Using physical interactive devices like mouse and keyboards hinders naturalistic human-machine interaction and increases the probability of surface contact during a pandemic. Existing gesture-recognition systems do not possess user authentication, making them unreliable. Static gestures in current gesture-recognition technology introduce long adaptation periods and reduce user compatibility. Our technology places a strong emphasis on user recognition and safety. We use meaningful and relevant gestures for task operation, resulting in a better user experience. This paper aims to design a robust, face-verification-enabled gesture recognition system that utilizes a graphical user interface and primarily focuses on security through user recognition and authorization.

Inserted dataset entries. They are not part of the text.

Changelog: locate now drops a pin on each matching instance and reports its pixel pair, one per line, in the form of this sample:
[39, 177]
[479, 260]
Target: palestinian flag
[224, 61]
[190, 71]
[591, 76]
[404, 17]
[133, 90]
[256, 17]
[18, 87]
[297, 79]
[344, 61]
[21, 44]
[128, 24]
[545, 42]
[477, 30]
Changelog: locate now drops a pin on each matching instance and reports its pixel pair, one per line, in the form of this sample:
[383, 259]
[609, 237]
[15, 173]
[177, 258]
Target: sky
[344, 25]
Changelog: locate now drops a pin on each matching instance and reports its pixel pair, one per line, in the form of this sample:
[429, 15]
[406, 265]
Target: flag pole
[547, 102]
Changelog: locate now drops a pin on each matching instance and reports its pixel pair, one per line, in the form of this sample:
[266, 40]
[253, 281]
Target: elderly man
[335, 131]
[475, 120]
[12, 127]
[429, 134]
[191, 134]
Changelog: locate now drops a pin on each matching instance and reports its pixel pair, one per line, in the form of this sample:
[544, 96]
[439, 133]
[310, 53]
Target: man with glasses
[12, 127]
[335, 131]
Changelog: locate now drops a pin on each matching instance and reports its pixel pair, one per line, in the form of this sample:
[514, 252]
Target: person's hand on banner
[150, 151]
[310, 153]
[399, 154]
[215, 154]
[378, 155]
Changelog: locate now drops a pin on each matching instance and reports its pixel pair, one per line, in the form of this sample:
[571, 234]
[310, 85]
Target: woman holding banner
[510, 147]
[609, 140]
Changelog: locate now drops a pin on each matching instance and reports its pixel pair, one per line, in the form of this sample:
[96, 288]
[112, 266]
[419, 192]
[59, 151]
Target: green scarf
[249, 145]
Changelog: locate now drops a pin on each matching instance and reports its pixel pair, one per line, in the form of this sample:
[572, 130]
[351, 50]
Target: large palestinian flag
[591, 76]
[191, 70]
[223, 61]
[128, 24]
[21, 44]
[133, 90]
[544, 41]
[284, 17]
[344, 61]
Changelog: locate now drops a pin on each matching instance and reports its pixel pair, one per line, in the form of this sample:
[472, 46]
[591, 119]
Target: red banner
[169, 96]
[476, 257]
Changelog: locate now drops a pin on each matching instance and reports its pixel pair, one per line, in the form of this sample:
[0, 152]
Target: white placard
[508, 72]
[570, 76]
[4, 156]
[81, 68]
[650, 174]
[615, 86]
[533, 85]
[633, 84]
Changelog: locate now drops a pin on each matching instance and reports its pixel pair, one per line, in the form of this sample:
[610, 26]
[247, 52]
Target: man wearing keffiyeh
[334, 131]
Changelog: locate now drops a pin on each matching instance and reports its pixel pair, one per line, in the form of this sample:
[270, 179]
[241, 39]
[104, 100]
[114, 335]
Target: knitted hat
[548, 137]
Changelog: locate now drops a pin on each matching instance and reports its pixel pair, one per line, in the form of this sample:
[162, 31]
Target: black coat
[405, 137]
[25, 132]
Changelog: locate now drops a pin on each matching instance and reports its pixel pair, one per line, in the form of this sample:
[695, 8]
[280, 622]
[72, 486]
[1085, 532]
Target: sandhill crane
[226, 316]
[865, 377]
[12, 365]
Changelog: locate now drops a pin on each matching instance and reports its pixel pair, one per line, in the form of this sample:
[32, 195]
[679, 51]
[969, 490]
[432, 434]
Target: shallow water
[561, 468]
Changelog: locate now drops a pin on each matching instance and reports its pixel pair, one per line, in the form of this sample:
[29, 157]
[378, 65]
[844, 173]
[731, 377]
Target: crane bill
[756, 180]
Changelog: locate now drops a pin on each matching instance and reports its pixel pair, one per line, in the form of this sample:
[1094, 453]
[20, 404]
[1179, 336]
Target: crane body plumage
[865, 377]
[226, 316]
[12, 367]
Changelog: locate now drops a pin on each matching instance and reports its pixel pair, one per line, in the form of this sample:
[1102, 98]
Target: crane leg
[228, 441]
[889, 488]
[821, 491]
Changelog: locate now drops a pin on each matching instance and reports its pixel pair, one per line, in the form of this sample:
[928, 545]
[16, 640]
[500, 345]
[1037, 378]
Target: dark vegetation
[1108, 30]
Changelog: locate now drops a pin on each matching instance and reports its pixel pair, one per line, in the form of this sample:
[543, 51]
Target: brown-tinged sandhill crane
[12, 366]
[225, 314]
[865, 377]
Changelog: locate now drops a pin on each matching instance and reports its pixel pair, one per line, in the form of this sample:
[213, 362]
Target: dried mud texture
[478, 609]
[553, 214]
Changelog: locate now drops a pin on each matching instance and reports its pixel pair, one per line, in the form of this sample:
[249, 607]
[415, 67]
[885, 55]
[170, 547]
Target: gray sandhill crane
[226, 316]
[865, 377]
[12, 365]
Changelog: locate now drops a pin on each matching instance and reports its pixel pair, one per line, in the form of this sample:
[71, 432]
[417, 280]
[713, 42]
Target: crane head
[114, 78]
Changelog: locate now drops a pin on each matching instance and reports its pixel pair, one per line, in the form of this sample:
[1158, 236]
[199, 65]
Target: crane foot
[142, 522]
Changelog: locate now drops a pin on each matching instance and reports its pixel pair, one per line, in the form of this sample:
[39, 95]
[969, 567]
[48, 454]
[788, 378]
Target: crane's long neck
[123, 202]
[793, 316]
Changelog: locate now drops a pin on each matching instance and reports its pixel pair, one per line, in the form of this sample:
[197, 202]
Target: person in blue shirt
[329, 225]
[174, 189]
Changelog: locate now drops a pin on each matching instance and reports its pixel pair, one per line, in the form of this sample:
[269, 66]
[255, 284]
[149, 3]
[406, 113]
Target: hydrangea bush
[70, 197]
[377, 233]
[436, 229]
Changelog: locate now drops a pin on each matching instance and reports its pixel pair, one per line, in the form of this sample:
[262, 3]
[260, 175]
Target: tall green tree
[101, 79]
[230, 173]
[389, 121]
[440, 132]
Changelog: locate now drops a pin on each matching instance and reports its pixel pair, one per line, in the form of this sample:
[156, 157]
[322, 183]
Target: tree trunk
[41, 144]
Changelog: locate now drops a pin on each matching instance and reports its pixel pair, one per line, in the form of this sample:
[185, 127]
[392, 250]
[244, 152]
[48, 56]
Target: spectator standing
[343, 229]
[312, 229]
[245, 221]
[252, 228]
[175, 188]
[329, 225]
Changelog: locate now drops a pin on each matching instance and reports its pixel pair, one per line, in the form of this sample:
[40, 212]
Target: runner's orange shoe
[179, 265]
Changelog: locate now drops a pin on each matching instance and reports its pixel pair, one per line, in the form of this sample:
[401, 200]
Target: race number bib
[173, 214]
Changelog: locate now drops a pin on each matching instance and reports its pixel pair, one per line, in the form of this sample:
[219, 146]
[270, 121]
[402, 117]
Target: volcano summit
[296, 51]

The face model uses MTCNN and FaceNet to verify the user, and our LSTM-CNN architecture for gesture recognition, achieving an accuracy of 95% with five classes of gestures. The prototype developed through our research has successfully executed context-dependent tasks like save, print, control video-player operations and exit, and context-free operating system tasks like sleep, shut-down, and unlock intuitively. Our application and dataset are available as open source.